Güvenilirliği tartışmalı TÜİK’in yayımladığı verileri dikkate almak ne derece doğru bilemiyorum ama göz kararıyla, el yordamıyla, hissikablelvuku ile yorum yapmak da bir yere kadar.
Durumun ne olduğunu anlayabilmek için kaçınılmaz o istatistikleri görmek gerek.
TÜİK’e göre Mayıs 2024 itibariyle net işsiz sayısı 3 milyon 11 bin kişi. Fakat DİSK-AR’ın yaptığı hesaplamalara göre aynı dönemde geniş tanımlı işsiz sayısı 10 milyon 31 bine ulaştı.
İş gücü piyasasını böyle sorunlu hâle getiren birkaç unsurdan biri de eğitim. (Elbette mülteci istihdamı, işgücü üzerindeki vergi yükü gibi nedenlerle teşvik edilen kayıt dışı istihdam ve çökmüş ekonomi de bu unsurlar arasında ama bugün buna değinmeyeceğim.)
Türkiye’nin gelecek 30 yılı kapsayan uzun vadeli kalkınma programında, eğitimde belirli bilgi ve beceriye odaklanmak yerine bilgiyi en doğru yerden edinme becerisinin öne çıkacağı, analitik, eleştirel düşünme, karar alma, sorun çözme gibi yetkinliklerin önem kazanacağı öngörülerek eğitim uygulamalarının da buna göre şekillendirilmesi amaçlanıyor.

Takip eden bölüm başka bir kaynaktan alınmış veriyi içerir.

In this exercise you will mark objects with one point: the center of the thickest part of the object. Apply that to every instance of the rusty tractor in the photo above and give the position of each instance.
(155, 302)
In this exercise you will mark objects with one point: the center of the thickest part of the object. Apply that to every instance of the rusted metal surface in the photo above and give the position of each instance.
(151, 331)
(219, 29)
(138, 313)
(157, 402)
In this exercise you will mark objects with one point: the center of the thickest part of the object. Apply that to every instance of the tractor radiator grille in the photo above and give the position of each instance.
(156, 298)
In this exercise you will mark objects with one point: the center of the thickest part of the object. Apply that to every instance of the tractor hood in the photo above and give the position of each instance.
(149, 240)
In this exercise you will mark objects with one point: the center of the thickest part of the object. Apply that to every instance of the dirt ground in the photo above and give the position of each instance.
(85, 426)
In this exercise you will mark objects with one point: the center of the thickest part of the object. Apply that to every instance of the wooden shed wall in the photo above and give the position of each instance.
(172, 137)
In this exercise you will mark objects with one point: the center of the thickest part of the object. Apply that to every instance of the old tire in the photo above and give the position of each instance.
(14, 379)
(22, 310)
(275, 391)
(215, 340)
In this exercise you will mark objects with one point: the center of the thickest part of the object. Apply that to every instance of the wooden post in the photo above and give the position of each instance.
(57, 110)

İşin teoriği bu. Pratikte ise çağı yakalamakta gecikmiş, ülkenin gerçeklerine ve ihtiyaçlarına uzak, siyasi etkilerle ve popülist yaklaşımlarla niteliksizleştirilmiş, yönünü kaybetmiş, iç boşaltılmış bir sistem (buna sistemsizlik demek daha doğru olur) ile yol bulmaya çalışılıyor.
Sonucu ise yukarıda değindiğim gibi 10 milyon 31 bin işsiz.
Uygulanan yanlış politikalarla büyük bir çoğunluk istemediği bir işin eğitimini alıp zoraki çalışıyor ve neredeyse bütün ömrü iş aramakla ve iş değiştirmekle geçiyor.
Bir kısmı kamu personel rejimi nedeniyle bir üniversite bitirse bile açıkta.
Bir kısmı mantar gibi çoğalan üniversitelerde verilen düşük nitelikli eğitim nedeniyle açıkta.
Bir kısmı eğitimiyle orantısız düşük ücretler nedeniyle açıkta.
Bir kısmı da hiçbir niteliği olmadığı için açıkta.
İşgücü arzı böyle bir tablo sergiliyor.
Talep yönüne baktığınızda ise işverenin, nitelikli ara eleman sıkıntısı artarak sürüyor.
Böylelikle Türkiye bir yandan işsizlikte ustalaşırken bir yandan da ustalar mumla aranıyor.
Bunu görmek için öyle uzaklara gitmeye gerek yok.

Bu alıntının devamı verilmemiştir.